The EU body has set a deadline of March 2025 to make a final decision on Apple's compliance

Representational image of the Apple logo (photo: IANS)
Representational image of the Apple logo (photo: IANS)

NH Digital

The European Commission on Monday announced that it has launched an investigation into Apple's app store, scrutinising its practices under the EU's Digital Markets Act (DMA). The Act aims to prevent dominant digital "gatekeepers" from abusing their positions as intermediaries between businesses and customers, as per DW.

Allegations and findings

The investigation focuses on Apple's practice of charging fees to alternative app stores and developers each time an iPhone user installs their software. Preliminary findings suggest that Apple has violated the EU's DMA by preventing app developers from steering consumers to alternative channels for offers and content.

The commission is also examining the criteria Apple imposes on developers to provide iPhone apps via the web instead of through its app store.

Apple's response

As per a France 24 report, Apple on Monday said it has adopted "a number of changes" to comply with the rules and would "continue to listen and engage with the European Commission".

"We are confident our plan complies with the law," the company said, as per a DW report.

Apple now has access to the commission's investigation file and can choose to reply to the findings. The EU body has set a deadline of March 2025 to make a final decision on Apple's compliance.

If the commission confirms its preliminary view, Apple could face significant fines — up to 10 per cent of its global turnover, rising to 20 per cent for repeat offences.

The bigger picture

The Apple app store was in a tug of war with the EU even before the DMA entered into force this year. But the commission's current move represents the first formal accusation under the new rules, marking a significant step in its ongoing battle with the US tech giant.
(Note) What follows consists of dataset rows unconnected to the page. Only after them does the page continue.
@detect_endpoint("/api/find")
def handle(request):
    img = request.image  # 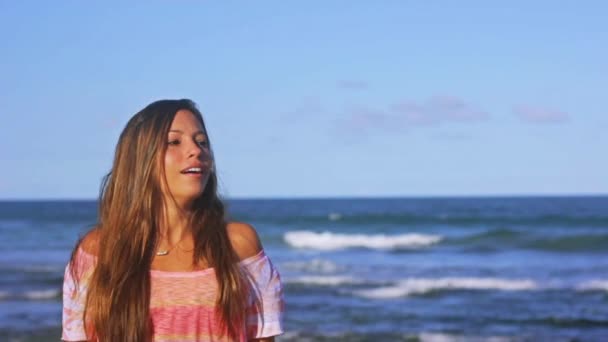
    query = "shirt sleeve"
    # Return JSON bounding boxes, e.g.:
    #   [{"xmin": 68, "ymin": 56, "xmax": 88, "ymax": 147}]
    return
[
  {"xmin": 61, "ymin": 249, "xmax": 94, "ymax": 341},
  {"xmin": 243, "ymin": 251, "xmax": 284, "ymax": 338}
]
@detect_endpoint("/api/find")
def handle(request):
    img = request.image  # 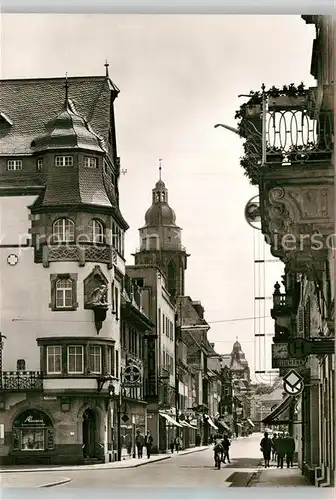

The DMA requires companies like Apple to offer more choices to users like informing them about alternative purchasing options and enabling easier installation of third-party apps.

Apple's future

The outcome of this investigation could have significant ramifications for Apple and other tech companies operating in the EU. In addition to potential fines, the EU retains the right to break up companies as a last resort.

But Apple isn't the only one with a target on its back, Alphabet, Amazon, Meta, Microsoft and TikTok are also under EU's radar.